En septembre 2013, Megan Twohey, journaliste pour Reuters, fait la lumière sur un trafic horrifiant qui a lieu aux Etats-Unis: ce ne sont plus seulement des objets que l’on échange sur le net, mais des enfants adoptés.

Le concept est des plus simples. Des couples ayant adopté un enfant, dans la plupart des cas d’origine étrangère, qui ne convient pas à leurs attentes postent une annonce en ligne. Une brève description de l’enfant est accompagnée des raisons qui poussent la famille à vouloir s’en séparer. Les arguments vont de « Il lui faut un autre environnement car il est visiblement malheureux avec nous » à « Nous n’avons pas le temps de nous investir dans tout le suivi psychologique nécessaire », en passant par « A l’époque, je voulais simplement aider des enfants moins chanceux, mais je n’avais aucune idée de ce dans quoi je me lançais ». En moyenne, un nouvel enfant est présenté chaque semaine sur les plateformes en ligne. La moyenne d’âge va de 6 à 14 ans, mais le cas d’un enfant de 10 mois a aussi été recensé. Dans 70% des cas, les enfants en question sont nés dans un autre pays.
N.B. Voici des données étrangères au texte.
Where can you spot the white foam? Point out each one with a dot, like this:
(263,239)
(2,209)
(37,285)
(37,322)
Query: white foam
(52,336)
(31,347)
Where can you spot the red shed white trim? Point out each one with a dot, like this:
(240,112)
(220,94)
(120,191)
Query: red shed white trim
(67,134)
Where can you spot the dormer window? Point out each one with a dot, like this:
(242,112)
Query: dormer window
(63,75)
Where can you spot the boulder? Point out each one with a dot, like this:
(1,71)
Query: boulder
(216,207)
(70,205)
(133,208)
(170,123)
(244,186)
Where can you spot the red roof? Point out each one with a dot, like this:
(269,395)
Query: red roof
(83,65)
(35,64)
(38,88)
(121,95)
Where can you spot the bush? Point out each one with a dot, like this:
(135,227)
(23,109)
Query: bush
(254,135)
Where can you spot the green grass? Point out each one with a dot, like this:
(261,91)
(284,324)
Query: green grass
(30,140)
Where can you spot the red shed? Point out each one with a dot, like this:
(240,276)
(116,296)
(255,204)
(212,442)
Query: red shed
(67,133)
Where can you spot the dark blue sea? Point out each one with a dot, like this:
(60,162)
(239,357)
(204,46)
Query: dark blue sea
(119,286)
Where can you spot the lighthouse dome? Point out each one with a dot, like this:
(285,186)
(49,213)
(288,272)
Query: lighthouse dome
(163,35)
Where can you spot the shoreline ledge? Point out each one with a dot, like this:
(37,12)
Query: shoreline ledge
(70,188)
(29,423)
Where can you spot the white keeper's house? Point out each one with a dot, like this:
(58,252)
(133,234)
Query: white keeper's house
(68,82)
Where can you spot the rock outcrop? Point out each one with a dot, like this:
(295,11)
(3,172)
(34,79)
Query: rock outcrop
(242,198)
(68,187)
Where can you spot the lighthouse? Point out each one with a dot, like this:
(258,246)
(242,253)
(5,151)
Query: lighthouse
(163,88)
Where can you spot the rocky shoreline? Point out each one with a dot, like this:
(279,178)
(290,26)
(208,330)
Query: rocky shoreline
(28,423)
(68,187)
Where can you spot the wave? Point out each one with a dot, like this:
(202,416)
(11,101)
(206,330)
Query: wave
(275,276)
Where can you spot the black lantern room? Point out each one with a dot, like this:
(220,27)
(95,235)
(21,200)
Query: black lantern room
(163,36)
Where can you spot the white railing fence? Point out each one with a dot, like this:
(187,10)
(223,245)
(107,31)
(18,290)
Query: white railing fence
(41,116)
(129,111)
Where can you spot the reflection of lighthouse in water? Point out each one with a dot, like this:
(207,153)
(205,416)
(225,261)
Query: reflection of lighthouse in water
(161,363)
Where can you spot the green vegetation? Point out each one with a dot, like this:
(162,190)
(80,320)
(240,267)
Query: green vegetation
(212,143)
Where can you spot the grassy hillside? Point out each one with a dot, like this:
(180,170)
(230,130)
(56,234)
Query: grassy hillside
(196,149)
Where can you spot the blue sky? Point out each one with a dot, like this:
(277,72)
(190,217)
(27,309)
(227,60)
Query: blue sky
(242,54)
De l’autre côté de l’écran, des familles désireuses de recueillir les enfants décrits prennent contact avec les annonceurs. Quelques jours plus tard, sans passer par le moindre intermédiaire officiel, sans rien connaître d’autre des protagonistes que ce qu’ils ont bien voulu dire, le destin d’un enfant est scellé. Il est amené dans un nouvel environnement et laissé là.

Que se passe-t-il ensuite? Comme ces échanges ne font l’objet d’aucun suivi professionnel, et relèvent de la plus pure illégalité, tous les abus sont possibles.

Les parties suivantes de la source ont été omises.